組み体操と日本の縮図

組み体操は、経験がある。

例に漏れず、小学校の体育祭だったか、組体操をやった記憶がある。たしか、3段か4段くらいの、慎ましやかなものだったと思うが、あまりよく覚えていない。出来たときには、わりと「おお、出来た!」という達成感というか、充実感みたいなものがあった。

体育の授業で「出来た!」という達成感を得るための方法として、組体操がとくに優れているわけではない。だが、組体操がもっともシンプルで、もっとも手頃だろうとは思う。ひねりがないといってしまえばそれまでかもしれないが、個人的には、組体操自体にそれほど否定的ではない。リスクヘッジできないのであればやめるべきだとは思うが、まあ、組体操でなければならない必然性はどこにもない。私が感じた充実感は、組体操以外でも得られただろう。もしかしたらそれは一輪車に乗れるようになったことで得られたかもしれないし、100mを14秒で走れるようになることで得られたかもしれない。それは夏の甲子園でも同じだし、世の中の大抵のことはそうだ。

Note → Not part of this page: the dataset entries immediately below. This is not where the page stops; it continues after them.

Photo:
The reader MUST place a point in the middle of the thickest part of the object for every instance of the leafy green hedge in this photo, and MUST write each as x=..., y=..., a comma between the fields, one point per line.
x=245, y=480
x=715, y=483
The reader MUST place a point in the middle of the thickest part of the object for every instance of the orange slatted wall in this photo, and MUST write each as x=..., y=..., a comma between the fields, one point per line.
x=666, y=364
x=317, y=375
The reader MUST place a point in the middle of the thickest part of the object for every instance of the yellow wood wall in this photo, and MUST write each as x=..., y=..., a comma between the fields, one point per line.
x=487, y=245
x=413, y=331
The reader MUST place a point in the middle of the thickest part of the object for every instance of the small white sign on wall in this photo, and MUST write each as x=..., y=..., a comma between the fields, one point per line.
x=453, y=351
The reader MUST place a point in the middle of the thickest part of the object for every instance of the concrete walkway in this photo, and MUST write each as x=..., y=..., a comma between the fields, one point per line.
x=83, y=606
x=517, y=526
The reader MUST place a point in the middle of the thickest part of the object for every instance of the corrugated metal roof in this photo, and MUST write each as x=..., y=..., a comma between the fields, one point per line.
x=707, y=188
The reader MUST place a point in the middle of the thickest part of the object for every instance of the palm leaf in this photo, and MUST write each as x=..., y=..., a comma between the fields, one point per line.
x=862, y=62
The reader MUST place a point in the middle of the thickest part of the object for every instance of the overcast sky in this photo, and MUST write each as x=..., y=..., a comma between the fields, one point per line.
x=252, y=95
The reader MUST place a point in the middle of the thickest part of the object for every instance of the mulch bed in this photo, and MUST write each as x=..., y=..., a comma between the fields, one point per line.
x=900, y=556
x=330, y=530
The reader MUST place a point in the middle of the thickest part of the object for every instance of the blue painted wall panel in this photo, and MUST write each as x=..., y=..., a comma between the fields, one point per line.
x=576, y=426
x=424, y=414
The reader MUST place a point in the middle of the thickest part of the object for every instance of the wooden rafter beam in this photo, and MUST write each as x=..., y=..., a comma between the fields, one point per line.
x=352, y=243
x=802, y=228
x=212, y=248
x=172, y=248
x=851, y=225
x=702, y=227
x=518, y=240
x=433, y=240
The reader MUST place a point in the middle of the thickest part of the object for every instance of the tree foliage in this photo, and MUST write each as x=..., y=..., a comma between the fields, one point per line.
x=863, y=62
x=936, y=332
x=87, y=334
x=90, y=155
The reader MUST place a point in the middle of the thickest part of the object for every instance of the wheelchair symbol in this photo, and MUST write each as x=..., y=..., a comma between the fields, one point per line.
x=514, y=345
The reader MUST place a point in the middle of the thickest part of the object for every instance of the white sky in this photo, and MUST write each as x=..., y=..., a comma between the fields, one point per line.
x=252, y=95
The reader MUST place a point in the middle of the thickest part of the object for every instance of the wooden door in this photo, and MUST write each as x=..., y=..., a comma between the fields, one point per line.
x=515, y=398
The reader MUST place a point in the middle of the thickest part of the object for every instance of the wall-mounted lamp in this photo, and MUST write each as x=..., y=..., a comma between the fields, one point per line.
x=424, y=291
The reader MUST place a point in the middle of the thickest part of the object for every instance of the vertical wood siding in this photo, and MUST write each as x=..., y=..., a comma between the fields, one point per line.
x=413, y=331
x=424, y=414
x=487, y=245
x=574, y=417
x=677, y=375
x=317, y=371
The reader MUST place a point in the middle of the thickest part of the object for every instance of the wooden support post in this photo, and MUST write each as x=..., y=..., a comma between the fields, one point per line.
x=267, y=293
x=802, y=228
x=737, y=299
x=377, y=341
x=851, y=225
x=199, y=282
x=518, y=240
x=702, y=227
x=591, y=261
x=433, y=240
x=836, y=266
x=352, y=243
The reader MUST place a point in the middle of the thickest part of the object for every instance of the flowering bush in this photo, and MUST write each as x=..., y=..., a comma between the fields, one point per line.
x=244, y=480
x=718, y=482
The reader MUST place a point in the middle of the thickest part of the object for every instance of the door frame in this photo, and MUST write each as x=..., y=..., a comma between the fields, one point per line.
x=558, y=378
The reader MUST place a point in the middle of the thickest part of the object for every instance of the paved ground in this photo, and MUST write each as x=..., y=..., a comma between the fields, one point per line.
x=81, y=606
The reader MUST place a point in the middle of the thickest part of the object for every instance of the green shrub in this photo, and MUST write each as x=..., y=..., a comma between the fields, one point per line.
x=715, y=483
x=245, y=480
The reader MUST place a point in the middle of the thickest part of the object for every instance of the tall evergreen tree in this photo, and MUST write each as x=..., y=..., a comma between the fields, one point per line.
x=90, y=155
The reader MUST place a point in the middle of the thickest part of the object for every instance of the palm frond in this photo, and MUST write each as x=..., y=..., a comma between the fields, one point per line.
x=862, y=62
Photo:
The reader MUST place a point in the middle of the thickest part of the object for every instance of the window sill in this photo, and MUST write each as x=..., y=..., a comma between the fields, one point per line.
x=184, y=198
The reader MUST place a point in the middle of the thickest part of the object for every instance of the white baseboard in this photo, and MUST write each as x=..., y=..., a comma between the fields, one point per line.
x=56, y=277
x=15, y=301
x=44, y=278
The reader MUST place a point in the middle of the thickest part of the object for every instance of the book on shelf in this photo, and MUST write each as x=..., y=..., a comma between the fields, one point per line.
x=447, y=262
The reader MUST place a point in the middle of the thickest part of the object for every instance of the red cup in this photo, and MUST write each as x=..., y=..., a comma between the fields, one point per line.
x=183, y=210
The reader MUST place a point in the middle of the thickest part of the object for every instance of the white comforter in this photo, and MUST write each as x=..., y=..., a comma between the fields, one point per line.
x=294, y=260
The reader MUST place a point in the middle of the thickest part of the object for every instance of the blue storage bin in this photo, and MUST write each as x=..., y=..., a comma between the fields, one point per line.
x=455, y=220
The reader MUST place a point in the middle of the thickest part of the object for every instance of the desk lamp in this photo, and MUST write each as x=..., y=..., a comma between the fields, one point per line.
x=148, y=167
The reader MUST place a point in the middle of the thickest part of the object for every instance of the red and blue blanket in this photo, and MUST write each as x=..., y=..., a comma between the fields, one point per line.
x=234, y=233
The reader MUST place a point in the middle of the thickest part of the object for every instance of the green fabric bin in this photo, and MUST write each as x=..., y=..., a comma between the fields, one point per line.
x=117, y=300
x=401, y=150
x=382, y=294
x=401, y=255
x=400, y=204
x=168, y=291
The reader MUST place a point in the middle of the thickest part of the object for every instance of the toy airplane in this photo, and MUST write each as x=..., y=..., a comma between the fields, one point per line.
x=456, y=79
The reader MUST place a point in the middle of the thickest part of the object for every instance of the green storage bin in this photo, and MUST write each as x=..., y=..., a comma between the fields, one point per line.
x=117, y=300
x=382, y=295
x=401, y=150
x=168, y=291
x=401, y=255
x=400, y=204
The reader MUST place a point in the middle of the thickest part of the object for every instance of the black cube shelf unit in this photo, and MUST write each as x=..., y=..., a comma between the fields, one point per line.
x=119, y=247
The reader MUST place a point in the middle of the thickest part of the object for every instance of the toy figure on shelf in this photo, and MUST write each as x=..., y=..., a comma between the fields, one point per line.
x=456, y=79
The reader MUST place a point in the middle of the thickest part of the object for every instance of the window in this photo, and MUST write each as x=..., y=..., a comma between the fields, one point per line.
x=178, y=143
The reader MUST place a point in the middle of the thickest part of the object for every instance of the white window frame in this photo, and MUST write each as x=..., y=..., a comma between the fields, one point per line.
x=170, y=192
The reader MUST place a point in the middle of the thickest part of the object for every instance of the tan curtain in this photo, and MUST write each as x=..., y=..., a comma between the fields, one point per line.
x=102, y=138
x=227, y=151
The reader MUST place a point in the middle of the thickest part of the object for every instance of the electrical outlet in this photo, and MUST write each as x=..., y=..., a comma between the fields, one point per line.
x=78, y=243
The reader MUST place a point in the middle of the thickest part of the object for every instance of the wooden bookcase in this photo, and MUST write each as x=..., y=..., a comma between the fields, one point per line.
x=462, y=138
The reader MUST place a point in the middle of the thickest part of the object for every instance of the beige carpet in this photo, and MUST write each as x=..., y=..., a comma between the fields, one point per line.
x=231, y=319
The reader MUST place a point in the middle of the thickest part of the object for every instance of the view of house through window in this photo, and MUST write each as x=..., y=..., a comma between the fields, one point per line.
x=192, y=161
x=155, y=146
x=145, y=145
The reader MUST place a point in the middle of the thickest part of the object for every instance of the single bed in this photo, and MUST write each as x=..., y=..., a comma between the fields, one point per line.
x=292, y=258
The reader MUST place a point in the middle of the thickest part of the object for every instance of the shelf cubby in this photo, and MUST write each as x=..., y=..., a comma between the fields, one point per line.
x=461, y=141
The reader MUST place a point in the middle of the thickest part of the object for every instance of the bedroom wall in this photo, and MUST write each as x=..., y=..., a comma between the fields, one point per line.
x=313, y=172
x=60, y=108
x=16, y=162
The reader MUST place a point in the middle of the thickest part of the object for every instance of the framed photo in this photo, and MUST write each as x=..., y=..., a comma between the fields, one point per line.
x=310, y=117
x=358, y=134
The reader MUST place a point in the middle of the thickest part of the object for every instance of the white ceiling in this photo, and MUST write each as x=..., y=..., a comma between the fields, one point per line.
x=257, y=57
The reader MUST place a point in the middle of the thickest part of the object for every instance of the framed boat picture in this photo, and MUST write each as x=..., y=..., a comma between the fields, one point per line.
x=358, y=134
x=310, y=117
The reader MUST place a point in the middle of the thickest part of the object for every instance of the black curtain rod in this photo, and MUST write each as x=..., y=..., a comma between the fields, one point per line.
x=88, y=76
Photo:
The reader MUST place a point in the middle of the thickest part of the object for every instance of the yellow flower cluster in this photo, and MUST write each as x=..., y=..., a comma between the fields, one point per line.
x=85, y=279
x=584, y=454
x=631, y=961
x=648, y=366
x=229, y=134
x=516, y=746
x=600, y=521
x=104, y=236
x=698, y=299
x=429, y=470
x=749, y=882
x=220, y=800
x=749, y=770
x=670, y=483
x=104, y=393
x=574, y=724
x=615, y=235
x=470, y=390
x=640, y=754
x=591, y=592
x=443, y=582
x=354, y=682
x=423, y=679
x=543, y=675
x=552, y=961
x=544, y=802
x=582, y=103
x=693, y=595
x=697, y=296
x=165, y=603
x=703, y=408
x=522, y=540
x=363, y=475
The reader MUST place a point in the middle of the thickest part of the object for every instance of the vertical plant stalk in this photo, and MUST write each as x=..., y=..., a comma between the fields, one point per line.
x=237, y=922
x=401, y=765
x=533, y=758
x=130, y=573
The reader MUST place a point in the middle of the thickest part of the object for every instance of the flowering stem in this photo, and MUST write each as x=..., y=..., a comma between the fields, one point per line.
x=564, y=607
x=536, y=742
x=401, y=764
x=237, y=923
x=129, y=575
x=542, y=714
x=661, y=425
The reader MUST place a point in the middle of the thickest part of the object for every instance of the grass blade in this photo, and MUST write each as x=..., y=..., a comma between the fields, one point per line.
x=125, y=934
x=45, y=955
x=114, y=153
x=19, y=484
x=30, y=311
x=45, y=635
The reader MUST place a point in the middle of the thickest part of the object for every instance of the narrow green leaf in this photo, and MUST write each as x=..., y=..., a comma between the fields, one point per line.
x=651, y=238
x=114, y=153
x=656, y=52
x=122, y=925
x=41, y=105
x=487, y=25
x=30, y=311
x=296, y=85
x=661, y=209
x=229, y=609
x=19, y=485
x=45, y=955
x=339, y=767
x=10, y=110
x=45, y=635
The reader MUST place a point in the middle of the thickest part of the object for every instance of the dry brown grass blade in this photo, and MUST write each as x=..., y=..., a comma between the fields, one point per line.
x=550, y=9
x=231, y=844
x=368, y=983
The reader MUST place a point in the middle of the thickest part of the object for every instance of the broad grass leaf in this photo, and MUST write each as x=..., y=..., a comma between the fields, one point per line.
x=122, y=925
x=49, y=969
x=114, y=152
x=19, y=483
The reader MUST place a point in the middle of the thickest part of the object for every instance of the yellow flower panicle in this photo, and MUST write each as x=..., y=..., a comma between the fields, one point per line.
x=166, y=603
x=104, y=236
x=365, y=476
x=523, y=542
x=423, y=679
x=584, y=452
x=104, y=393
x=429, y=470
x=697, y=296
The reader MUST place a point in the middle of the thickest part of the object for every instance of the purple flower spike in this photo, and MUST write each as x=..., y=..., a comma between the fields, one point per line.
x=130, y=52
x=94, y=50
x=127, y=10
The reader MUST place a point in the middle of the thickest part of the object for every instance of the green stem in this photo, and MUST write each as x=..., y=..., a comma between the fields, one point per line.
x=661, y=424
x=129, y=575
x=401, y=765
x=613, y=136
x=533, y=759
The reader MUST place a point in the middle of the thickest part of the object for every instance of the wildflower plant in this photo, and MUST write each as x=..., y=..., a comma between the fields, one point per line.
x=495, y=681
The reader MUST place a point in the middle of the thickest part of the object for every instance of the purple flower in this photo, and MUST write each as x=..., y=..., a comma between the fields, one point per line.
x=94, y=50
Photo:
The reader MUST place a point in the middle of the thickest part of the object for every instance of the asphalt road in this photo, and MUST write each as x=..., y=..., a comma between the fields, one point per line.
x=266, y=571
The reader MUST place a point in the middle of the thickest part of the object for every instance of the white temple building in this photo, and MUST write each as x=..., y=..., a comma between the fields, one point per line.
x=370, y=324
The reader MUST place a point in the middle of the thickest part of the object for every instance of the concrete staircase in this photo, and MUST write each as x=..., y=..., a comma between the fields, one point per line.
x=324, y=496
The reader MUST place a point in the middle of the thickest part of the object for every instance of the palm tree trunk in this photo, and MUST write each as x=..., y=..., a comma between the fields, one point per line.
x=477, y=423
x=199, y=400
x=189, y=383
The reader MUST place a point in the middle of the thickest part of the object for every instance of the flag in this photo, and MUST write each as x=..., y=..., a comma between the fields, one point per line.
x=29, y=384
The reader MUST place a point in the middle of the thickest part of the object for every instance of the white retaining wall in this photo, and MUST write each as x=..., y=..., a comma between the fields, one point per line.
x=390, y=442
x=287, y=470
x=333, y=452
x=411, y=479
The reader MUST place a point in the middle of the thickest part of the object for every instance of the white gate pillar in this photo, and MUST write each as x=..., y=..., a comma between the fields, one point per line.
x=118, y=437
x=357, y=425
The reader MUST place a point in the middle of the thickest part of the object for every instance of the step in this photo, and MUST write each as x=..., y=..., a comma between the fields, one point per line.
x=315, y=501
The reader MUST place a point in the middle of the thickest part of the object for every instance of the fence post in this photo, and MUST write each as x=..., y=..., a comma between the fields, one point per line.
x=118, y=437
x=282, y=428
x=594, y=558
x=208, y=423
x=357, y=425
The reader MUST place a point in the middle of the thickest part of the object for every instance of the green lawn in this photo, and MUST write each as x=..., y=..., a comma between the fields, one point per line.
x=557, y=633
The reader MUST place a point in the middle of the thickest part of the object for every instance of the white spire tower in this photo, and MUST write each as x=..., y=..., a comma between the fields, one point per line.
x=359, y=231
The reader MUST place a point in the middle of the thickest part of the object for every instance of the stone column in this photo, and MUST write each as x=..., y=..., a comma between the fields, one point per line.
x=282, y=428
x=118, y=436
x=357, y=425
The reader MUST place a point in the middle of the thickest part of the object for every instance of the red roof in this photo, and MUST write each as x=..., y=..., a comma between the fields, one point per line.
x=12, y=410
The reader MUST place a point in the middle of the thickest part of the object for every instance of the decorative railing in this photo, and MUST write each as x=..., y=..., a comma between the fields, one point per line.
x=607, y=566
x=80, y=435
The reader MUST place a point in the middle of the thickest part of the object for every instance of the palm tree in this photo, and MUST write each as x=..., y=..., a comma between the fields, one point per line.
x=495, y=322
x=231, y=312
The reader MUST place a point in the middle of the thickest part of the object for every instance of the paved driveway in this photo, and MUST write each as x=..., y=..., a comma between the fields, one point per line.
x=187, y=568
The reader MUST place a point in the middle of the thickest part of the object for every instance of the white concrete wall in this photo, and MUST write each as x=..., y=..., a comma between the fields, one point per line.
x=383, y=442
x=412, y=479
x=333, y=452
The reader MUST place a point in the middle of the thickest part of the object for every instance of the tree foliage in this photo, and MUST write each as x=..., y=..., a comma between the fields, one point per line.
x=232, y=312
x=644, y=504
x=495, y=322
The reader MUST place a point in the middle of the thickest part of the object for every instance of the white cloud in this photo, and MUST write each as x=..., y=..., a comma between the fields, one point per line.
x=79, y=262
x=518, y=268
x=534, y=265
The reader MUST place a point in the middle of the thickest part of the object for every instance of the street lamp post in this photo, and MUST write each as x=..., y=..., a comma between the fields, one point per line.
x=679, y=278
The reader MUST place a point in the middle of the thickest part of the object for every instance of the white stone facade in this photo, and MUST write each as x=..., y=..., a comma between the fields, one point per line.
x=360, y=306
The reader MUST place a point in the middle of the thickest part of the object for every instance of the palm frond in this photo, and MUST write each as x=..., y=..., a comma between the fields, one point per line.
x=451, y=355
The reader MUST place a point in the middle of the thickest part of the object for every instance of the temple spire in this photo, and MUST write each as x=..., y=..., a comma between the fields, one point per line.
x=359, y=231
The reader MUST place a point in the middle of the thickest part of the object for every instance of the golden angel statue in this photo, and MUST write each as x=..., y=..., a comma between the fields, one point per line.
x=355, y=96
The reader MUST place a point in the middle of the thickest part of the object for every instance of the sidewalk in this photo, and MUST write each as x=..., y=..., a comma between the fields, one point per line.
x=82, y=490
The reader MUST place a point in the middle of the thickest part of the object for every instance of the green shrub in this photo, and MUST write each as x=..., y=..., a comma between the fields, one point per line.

つまり、必然性を感じているのは、ほとんどのケースで「見ている人」なのである。やっている人が重要なのではない。甲子園は明らかに違うじゃねーか、という疑問は出てきそうだが、甲子園はただのシンボルなのであって、必然性があるわけではない。個人的には、勝ち負けがはっきりするシビアな世界で鎬を削る高校球児たちが、「今年からは甲子園ではなく◯◯でやるよ、これから夏の高校野球の聖地は◯◯だ!」と宣言されたとして、それほど抵抗はないのではないかと思う。場所は、勝ち負けに関係がないし、甲子園は高校野球の頂点を決める場所、というシンボルだから、シンボルがすげ変わるだけだ。まあ、甲子園に云ったことも目指したこともないので、的外れなことを云っているかもしれないが・・・

やっぱ甲子園じゃねーとダメだよなー、とか呑気に云っているのは、「見ている人」である。組体操も、やっている人たち以外の人が、あーだこーだと要求する。「だから変えられない」のであれば、すごく日本的だと思うし、やはり社会の縮図だな、と思うわけである。

ちなみに、「やっぱ甲子園じゃねーと・・・」という連中が、私はいちばん嫌いである、というのは、ここだけの秘密だ。